Les USA ont plusieurs fois suggéré à la France un grand fichier de coordination comme il en existe depuis le 11 septembre 2001. Sans suite.

La taqiya.

Nous avons eu deux magnifiques exemples de taqiya, l’art de la duperie et de la dissimulation préconisée par le Coran.
Comme vous sans doute, j’assiste consternée aux déclarations que fait tranquillement à la presse le logeur des terroristes, un trentenaire qui s’appelle Jawad Bendaoud.
Les policiers se tiennent respectueusement à distance avant de se décider à lui passer les menottes.
Bien sur il prétend ne rien savoir sur ses « invités », car comme tout un chacun, il prête son appartement à des personnes qu’il ne connaît pas par bonté d’âme !
On apprendra plus tard que ce généreux hôte, qui joue les caïds dans la rue pour les « marchands de sommeil », a été condamné à 8 ans de prison pour coups et blessures ayant entraîné la mort sans l’intention de la donner en 2008.
Il avait comparu aux assises de Bobigny pour avoir mortellement poignardé son « meilleur ami » qui s’appelait David, 16 ans, le 26 décembre 2006 à St Denis pour une histoire de téléphone portable perdu.
L’avocat général avait mis l’accent sur « sa dangerosité » et les proches de la victime avaient fait part de leur crainte qu’il ne « recommence ».
Charmant garçon !
Dans la fratrie Abdeslam, Mohamed est celui qui n’est pas inquiété par la police.
Son frère Brahim s’est fait explosé au Comptoir Voltaire, et son frère Salah est activement recherché.
Même si Mohamed a un alibi pour le jour des attentats et semble ne pas être lié au terrorisme, il a menti sur son passé judiciaire.
Il déclare : « Je suis employé communal depuis dix ans, je n’ai jamais eu de problème avec qui que ce soit.
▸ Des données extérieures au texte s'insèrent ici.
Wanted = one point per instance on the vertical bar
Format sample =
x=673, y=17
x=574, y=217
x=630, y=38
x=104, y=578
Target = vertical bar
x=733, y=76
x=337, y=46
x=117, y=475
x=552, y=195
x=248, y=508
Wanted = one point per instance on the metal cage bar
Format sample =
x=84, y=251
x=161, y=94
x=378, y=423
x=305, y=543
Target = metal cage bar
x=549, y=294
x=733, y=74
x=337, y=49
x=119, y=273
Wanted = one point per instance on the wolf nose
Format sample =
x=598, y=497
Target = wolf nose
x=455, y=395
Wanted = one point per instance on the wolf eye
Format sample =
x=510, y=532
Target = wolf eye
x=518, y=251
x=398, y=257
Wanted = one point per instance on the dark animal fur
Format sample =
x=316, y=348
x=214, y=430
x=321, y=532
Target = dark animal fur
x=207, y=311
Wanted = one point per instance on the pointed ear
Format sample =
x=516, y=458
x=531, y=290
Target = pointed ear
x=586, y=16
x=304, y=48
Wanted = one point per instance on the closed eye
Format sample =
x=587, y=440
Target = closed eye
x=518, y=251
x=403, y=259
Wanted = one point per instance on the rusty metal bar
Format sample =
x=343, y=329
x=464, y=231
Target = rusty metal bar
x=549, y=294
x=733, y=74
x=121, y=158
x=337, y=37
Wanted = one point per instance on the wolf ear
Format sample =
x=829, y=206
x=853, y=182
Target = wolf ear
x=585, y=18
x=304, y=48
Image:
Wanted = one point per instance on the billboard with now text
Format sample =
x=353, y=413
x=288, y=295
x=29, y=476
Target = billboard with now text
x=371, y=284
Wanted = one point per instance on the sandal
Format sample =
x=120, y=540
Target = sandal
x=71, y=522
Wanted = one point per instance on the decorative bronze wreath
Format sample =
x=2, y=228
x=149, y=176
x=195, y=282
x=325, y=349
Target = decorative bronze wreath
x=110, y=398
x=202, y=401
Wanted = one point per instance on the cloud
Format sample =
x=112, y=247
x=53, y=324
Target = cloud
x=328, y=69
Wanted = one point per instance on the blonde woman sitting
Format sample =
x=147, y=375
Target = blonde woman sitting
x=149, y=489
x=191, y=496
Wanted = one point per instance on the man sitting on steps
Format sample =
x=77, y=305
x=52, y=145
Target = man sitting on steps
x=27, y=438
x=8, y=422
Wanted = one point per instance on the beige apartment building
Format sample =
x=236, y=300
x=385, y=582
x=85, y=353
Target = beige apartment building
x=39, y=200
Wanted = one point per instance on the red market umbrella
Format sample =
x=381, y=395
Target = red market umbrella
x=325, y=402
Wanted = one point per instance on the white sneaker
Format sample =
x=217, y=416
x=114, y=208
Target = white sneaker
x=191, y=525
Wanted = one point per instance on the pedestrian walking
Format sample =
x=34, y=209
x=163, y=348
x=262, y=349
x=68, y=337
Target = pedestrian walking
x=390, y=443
Je n’ai jamais eu d’ennuis avec la justice. Nous sommes une famille ouverte qui n’a jamais eu de problème avec la justice. Mes parents sont sous le choc de la tragédie. Mes deux frères sont normaux, je n’ai jamais rien remarqué ».
Les médias belges font pourtant état d’une condamnation en 2010 pour l’affaire dite des « ambulanciers charognards ».
Des ambulanciers détroussaient les défunts, le plus souvent des personnes âgées, lors de leur transfert vers la morgue ou le funérarium.
Mohamed Abdeslam, alors âgé de 18 ans, sera condamné par défaut à une peine de deux ans de prison avec sursis.
Charmant garçon !

Deux poids, deux mesures.

Un bandeau défile sur nos écrans de télévision : « Emission enregistrée avant les attentats à Paris », mais quand c’est le tour du Mali d’être frappé par un attentat, et qu’une chanteuse malienne passe sur France 2, cela devient : « Emission enregistrée avant les évènements au Mali ».
Comme les évènements d’Algérie ?
L’ORTF est de retour ?

Morts pour la France !

C’est ce que j’entends sur Canal +.
En quoi nos concitoyens au spectacle, au stade ou sur les terrasses sont-ils morts pour la France ?
Ils sont morts parce qu’ils étaient là au mauvais moment, au mauvais endroit, fauchés par les balles des terroristes.
Ce sont les militaires et les forces de l’ordre qui meurent pour la France.
Pas un mot pour le sergent-chef Alexis Guarato, du commando parachutiste de l’air de la base aérienne d’Orléans-Bricy, qui a succombé à ses blessures après avoir sauté sur une mine antichar au Mali.

Photo Armée de l’Air
Photo Armée de l’Air

C’est le treizième militaire à mourir au Mali depuis l’engagement français.